Berlinguer – La grande ambizione è un film che mette in scena non solo la figura del Berlinguer politico e uomo, ma soprattutto una stagione in cui la politica era ancora pregna di ideali, di lotte, di speranze, una politica tra le ultime ad aver veramente coinvolto la gente alla cosa pubblica.
A emergere dalle immagini di repertorio è un forte sentimento di partecipazione capace di commuovere chi ne serba ricordo ma anche lo spettatore più giovane che per meri motivi anagrafici non ha potuto vivere sulla propria pelle quella che è stata una vera e propria passione civica diffusa e oggi purtroppo in larga parte andata perduta. Nel film, la figura di Berlinguer diventa il simbolo di un’epoca in cui la politica non era solo viatico di interessi “ad personam”, ma un progetto di comunità, una possibilità di cambiamento reale.

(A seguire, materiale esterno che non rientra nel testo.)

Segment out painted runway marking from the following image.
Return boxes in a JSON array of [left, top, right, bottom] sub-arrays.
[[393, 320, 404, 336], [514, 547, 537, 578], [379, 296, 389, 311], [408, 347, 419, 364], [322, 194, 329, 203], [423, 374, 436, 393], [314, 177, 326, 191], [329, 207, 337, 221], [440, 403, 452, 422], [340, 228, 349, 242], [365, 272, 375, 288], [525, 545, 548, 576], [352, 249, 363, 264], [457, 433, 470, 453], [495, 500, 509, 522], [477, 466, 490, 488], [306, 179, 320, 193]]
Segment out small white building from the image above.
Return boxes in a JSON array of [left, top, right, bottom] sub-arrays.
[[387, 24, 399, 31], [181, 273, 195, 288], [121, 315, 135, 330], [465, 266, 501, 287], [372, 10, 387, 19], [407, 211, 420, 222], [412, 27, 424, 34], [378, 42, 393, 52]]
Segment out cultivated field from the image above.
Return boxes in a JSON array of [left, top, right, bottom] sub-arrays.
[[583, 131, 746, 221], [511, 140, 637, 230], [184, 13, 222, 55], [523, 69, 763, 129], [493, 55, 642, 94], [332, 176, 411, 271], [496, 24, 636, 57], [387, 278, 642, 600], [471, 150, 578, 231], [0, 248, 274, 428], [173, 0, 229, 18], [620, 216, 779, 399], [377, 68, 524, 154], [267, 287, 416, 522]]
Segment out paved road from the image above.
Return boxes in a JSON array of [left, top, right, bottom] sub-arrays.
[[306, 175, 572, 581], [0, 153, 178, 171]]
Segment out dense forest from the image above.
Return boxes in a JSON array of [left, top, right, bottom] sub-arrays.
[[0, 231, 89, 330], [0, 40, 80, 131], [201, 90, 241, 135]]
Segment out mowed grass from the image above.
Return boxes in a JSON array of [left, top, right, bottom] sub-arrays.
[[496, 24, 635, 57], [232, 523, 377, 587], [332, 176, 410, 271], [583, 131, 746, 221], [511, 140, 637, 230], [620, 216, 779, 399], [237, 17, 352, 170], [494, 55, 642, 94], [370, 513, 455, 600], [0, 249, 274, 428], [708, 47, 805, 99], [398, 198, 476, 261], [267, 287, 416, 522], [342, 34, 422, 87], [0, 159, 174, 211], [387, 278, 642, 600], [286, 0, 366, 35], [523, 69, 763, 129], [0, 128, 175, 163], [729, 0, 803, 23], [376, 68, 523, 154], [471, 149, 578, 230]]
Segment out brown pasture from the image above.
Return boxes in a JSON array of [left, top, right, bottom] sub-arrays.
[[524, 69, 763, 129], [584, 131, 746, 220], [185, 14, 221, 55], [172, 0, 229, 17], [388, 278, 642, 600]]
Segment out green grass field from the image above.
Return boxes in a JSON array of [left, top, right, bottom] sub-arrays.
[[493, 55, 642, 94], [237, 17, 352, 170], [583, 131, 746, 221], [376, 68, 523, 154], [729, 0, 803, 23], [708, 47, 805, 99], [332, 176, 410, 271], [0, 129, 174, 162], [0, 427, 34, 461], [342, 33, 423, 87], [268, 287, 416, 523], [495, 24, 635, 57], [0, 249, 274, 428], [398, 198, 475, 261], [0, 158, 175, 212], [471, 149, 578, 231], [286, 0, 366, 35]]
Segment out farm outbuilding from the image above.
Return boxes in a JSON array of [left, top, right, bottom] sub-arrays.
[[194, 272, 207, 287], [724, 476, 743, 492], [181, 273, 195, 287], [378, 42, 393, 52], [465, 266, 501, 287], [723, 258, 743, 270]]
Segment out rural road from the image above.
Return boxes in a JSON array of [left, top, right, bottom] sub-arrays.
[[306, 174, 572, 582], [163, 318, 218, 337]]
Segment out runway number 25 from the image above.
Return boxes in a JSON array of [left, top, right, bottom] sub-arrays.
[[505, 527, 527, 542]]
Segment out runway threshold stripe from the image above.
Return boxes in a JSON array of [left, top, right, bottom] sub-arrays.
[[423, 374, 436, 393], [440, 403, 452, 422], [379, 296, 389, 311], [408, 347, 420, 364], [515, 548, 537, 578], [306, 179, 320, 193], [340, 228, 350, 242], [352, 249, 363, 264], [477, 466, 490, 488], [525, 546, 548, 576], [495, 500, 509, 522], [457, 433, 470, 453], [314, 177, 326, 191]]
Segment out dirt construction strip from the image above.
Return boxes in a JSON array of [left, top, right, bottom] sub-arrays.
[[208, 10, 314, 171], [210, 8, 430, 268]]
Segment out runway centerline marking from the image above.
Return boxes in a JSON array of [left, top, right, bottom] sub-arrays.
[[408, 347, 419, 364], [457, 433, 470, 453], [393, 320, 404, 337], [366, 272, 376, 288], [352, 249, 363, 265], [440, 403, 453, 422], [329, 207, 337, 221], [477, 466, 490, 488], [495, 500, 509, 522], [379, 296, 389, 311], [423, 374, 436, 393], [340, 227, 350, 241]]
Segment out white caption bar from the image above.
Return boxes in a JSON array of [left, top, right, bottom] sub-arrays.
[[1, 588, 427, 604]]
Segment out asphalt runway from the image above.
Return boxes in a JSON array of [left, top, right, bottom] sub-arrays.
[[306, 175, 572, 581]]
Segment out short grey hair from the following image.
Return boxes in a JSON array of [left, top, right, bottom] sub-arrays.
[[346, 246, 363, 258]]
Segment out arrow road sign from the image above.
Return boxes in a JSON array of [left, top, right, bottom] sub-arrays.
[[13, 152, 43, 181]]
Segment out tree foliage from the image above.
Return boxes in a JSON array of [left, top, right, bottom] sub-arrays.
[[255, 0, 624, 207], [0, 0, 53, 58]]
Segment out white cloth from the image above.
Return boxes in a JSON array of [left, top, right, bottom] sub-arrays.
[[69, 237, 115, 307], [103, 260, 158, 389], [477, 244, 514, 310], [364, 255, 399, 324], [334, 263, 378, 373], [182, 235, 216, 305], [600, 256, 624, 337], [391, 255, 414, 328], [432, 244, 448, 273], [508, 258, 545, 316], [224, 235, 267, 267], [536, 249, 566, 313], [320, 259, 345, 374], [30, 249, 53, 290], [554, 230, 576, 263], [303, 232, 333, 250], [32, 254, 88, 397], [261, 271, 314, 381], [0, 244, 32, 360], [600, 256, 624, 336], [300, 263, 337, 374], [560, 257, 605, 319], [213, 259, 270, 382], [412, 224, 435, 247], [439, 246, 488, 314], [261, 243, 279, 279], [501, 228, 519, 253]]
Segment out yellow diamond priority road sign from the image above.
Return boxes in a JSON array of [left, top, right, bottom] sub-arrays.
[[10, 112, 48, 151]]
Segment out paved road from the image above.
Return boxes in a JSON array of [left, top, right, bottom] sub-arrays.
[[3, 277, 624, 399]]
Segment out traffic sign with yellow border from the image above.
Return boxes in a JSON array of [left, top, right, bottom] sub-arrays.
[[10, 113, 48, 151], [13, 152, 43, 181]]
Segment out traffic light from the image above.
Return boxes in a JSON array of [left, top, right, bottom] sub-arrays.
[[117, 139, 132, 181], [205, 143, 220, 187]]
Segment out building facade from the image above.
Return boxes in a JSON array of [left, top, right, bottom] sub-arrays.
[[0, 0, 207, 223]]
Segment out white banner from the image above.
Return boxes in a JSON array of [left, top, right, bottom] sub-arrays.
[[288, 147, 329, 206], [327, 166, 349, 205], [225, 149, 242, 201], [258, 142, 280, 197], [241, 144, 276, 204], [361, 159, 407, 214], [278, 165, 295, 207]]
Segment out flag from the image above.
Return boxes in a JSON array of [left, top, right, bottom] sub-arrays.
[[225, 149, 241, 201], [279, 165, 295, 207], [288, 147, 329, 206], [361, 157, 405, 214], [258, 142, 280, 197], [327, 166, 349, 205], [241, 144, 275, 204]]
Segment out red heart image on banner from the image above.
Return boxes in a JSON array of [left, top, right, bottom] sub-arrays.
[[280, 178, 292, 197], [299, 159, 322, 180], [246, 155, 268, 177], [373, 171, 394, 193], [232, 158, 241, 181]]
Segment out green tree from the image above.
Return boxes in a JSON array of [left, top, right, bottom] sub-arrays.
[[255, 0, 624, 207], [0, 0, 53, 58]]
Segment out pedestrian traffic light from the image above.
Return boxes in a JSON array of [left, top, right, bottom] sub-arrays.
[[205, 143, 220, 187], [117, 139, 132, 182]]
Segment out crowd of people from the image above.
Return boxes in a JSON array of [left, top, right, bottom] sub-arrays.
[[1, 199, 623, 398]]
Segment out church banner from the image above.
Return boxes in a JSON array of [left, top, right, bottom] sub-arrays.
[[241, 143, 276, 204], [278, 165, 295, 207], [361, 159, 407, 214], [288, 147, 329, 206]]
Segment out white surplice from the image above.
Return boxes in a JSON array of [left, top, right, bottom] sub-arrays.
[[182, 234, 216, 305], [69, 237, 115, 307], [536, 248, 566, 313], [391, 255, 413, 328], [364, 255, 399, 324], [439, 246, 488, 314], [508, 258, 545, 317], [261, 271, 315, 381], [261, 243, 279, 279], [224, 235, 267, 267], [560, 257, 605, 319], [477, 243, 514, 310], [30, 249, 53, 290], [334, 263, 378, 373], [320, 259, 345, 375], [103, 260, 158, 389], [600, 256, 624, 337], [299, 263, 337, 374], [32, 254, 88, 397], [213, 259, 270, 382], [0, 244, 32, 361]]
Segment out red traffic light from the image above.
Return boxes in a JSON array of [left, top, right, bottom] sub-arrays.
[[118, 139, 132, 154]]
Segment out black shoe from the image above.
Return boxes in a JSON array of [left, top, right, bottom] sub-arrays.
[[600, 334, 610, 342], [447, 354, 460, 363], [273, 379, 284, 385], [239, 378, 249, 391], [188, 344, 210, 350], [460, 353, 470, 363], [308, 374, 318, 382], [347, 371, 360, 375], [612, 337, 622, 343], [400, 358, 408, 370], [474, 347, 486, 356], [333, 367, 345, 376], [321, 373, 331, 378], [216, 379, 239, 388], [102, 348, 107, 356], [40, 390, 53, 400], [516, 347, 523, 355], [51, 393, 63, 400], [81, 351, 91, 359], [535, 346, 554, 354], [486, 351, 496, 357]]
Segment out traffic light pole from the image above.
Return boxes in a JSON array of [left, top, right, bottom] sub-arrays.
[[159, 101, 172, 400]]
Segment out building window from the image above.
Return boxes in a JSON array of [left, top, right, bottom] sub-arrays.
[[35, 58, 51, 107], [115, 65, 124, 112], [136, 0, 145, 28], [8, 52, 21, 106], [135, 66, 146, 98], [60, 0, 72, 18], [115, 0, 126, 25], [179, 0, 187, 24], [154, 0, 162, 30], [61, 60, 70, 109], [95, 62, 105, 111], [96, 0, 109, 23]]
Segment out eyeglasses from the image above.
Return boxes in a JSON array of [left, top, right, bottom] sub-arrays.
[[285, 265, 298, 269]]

Uno degli aspetti più toccanti che il film riesce a cogliere è proprio il dramma della fine di quel sogno, un sogno naufragato nel sangue degli attentati e deturpato da una spinta capitalista sempre più forte della quale ancora non siamo riusciti a liberarci. Prezioso il contributo al ritmo e ai significati del film da parte del montatore Jacopo Quadri, giustamente premiato per l’incedere ottimamente dosato tra finzione e archivio che è riuscito a dare all’opera.
Ne esce un film in cerca di un suo equilibrio (che trova), un po’ come si cercava di fare nel Paese con quel “compromesso storico” che, se le cose fossero andate diversamente, chissà a cosa ci avrebbe portato.